Work is getting busier.  The project that I test is about to drop a new version in two weeks.  This means that I'm putting in longer hours to focus on the various tasks needed to ensure a quality product.  Not having a better topic de jour, I thought that this would be a great opportunity to describe some of what I do at work.

I am a software tester.  I've been a software tester in one form or another for 26 years.  This means I generally know how to test.  This includes Test Planning, Test Creation & Documentation, and Test Execution.  Fairly straight forward stuff.  One hurdle is the product cluster that I am testing.  Lenovo Cloud Deploy has several elements, including a web front end, a server based database, as well as a windows application.

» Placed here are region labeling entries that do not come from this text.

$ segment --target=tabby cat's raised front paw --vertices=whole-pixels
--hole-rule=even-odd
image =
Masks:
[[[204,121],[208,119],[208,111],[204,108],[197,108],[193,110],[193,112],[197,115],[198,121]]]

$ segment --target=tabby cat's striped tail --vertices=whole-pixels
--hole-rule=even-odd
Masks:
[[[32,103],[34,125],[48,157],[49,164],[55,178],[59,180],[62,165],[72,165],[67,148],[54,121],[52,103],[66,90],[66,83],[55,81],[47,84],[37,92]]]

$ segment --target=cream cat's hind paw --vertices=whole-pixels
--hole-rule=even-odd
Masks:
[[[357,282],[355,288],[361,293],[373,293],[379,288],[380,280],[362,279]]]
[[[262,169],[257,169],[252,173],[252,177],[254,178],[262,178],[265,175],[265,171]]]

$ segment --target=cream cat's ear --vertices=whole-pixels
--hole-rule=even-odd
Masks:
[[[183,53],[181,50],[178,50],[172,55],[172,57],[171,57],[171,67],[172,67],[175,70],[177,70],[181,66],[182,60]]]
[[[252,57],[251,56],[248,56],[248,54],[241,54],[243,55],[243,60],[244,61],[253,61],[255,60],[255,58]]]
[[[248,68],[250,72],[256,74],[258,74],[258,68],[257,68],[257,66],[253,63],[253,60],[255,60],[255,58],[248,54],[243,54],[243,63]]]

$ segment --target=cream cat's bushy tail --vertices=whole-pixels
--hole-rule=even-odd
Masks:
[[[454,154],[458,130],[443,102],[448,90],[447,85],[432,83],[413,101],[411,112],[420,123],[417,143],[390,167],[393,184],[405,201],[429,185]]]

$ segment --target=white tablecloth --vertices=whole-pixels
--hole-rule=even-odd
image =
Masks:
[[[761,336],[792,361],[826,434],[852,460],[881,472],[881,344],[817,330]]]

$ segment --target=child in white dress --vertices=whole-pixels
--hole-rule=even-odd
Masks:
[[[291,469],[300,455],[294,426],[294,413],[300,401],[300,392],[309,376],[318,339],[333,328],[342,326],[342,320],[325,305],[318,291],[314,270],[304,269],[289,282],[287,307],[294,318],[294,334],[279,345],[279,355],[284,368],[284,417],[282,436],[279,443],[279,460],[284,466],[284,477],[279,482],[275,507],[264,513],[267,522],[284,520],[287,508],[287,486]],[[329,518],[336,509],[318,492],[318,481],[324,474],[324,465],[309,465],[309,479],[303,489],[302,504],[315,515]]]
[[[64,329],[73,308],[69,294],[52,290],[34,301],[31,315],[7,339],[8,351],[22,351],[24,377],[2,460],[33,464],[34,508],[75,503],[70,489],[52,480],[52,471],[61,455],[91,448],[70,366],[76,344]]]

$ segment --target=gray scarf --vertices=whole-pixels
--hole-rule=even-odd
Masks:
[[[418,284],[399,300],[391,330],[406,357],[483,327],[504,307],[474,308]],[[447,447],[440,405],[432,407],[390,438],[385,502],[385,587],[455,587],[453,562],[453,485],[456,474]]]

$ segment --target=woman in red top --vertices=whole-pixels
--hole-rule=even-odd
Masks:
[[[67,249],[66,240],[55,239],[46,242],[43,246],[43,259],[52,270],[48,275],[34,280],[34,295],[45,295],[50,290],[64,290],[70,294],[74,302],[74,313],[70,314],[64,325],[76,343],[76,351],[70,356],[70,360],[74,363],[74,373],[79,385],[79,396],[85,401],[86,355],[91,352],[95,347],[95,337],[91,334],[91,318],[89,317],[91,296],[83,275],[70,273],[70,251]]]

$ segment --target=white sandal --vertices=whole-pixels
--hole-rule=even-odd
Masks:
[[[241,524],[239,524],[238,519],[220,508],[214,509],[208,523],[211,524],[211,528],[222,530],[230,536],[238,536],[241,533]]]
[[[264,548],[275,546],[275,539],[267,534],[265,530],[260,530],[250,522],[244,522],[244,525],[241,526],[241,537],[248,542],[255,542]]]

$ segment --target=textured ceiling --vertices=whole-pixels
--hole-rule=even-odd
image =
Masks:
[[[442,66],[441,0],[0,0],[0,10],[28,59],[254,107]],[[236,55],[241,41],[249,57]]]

The website allows management of users and system licensing.  The application provides a method to manage O/S deployments and perform the actual deployments, either to the computer that is running the application, or another computer.  The database on the server keeps track of everything.

A deployment involves installing a custom O/S onto a system.  The process I normally go through is to create an image (using another tool), load the image as a deployment using the application, creating USB media to deploy to another computer, Then booting the (other) computer using the media.  The application then runs in Windows PE or RE, erasing the hard disk, and then writes the deployment to the system.  For a typical run, the process might take an hour to four hours, depending on how laggy the network is at the moment.  Working in a lab environment means that network bandwith is a shared resource, and there are hundreds of computers running in the lab.

At the present time, there are about 750 test scripts in the test case library.  Each is composed of from 1 to 10 tests, depending on the test subject.  Fortunately, our team uses automation to test some of these tests... at least on the Website and the Windows application.  A small percentage of the tests (~10%) are not automatable, and the Windows PE/RE side is totally manual testing.  A typical regression will last at least a couple of weeks.  Since we are releasing in little more than this, it is crunch time.

The job gets a little stressful when we're under the gun, but the bulk of the time it is fairly laid back.  I enjoy the work.  Although I am creeping toward retirement ago, my current plan is to push on until 70.